2. O ora apelante não pode conformar-se com o teor de tal decisão, uma vez que, no seu entendimento, o título executivo (simples ou complexo) que deu origem à presente Execução, e que lhe serviu de suporte, não reveste força executiva bastante para que o Exequente pudesse lançar mão de uma ação executiva para entrega de coisa certa.

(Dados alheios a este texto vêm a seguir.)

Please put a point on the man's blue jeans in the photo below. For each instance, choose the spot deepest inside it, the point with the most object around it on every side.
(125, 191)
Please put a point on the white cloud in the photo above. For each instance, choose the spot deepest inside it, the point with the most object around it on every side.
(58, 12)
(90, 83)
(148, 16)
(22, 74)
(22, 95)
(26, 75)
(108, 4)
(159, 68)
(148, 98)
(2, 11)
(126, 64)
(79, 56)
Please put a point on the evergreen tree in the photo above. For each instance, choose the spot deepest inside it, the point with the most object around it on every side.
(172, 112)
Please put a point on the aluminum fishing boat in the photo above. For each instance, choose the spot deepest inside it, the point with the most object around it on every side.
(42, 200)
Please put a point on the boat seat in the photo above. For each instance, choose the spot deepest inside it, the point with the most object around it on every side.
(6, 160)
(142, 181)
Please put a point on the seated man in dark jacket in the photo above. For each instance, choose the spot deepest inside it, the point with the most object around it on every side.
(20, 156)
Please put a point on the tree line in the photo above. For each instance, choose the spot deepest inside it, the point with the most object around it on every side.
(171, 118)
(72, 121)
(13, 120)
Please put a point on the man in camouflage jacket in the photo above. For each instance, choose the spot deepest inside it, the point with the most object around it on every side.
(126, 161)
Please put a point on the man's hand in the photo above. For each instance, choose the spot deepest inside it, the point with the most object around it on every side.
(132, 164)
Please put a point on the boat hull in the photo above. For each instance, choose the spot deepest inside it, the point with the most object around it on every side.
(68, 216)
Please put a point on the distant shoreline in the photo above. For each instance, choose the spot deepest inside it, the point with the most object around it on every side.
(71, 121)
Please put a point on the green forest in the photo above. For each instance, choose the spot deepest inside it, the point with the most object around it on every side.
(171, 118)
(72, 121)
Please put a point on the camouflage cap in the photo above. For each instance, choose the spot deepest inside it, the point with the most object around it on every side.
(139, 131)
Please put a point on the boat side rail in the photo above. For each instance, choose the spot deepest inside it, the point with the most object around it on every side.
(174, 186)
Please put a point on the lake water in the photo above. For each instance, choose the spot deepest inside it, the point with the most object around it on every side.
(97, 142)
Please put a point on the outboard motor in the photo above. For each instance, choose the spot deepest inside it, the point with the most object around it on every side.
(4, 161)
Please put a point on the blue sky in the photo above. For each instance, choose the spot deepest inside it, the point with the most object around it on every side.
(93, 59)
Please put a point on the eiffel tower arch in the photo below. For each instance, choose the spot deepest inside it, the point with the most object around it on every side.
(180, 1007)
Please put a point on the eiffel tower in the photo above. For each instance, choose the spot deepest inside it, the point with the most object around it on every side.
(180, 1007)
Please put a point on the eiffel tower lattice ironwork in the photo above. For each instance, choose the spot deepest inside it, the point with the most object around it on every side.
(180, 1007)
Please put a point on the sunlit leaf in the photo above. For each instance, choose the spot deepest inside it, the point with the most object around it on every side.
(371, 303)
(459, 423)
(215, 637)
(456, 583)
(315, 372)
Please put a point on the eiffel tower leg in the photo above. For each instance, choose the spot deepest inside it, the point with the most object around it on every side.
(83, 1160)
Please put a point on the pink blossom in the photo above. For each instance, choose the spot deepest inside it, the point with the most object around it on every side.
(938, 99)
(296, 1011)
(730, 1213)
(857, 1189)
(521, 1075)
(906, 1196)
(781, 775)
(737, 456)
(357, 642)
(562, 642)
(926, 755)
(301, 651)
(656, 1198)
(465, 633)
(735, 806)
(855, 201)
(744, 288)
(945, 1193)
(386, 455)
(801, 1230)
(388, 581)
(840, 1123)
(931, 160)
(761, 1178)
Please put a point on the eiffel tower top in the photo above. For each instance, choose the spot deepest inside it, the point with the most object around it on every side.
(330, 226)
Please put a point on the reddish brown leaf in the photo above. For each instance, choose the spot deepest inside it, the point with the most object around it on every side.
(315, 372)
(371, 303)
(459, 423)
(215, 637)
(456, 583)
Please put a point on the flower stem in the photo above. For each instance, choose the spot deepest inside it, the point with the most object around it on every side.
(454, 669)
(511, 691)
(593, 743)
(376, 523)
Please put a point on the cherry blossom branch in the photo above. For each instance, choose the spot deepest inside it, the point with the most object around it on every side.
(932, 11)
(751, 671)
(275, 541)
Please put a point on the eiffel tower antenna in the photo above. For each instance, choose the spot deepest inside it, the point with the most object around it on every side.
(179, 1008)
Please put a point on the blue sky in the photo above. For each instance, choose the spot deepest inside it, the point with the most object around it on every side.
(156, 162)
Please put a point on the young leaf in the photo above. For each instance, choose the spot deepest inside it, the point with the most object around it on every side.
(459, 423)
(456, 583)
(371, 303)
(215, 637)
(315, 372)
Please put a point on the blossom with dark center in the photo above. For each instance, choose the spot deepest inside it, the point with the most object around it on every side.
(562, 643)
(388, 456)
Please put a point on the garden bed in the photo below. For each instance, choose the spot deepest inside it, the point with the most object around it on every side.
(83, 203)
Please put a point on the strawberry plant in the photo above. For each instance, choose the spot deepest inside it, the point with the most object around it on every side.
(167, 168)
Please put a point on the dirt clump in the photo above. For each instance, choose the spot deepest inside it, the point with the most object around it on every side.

3. A obrigação exequenda tem de ser certa e deve resultar expressamente do título executivo. Tal certeza consubstancia uma condição processual de exequibilidade intrínseca da pretensão.
4. Com o muito devido respeito por melhor opinião, a presente execução deveria ter sido, ab initio, objeto de indeferimento liminar, por ausência de título executivo – cfr. artigo 10.º, n.º 5, artigo 726.º, n.º 2, alínea a), artigo 729.º, alínea a), artigo 703.º, n.º 1, alínea a), todos do C.P.C..
5. Apesar de estar reconhecida a existência do direito de propriedade na esfera jurídica do Exequente, a apreensão e entrega de tais bens ao mesmo, em Execução movida para esse efeito, está sempre dependente da prévia instauração de ação declarativa, que culmine na condenação do Executado a proceder a tal entrega, sob pena de se porem em causa os princípios basilares que regem em matéria de títulos executivos.
6. A ação executiva pressupõe uma prévia solução sobre a existência e configuração do direito exequendo, pelo que os títulos executivos, nos termos em que a Lei os define e reconhece, contêm um suficiente grau de certeza e de idoneidade, que permite atribuir-lhes uma condição de exequibilidade extrínseca da pretensão – cfr. Acórdão do Venerando Tribunal da Relação de Évora, datado de 12-07-2012.
7. A sentença dada à execução em lado nenhum da sua conclusão condena o ora recorrente ao cumprimento de qualquer prestação ou obrigação perante a ali Ré, Massa Insolvente, pelo que jamais poderia o ora apelante ser diretamente executado nos termos em que foi.
8. Nenhum dos documentos apresentados pelo Exequente, ou a que se alude na sentença em crise, por si ou conjuntamente, configura título executivo bastante para servir de base à execução, nos termos em que esta foi proposta e enquanto Apenso da Acão de Impugnação do Ato Resolutivo, pelo que deveria a presente execução ter sido julgada extinta em conformidade com o disposto nos artigos 10.º, n.º 5; 703.º, n.º 1, alínea a), todos do CPC. E, caso assim não se entendesse, sempre deveriam ter sido julgados procedentes os Embargos deduzidos, em conformidade com o disposto na alínea a) do artigo 729.º do C.P.C..
9. Sem conceder, ainda que por mera hipótese académica de raciocínio se equacionasse a existência de um título executivo complexo, nos termos referidos na douta decisão em crise, certo é que não foi esse o caminho por que enveredou o Exequente no Requerimento Executivo, uma vez que não juntou tais documentos aquando da instauração da execução ou posteriormente.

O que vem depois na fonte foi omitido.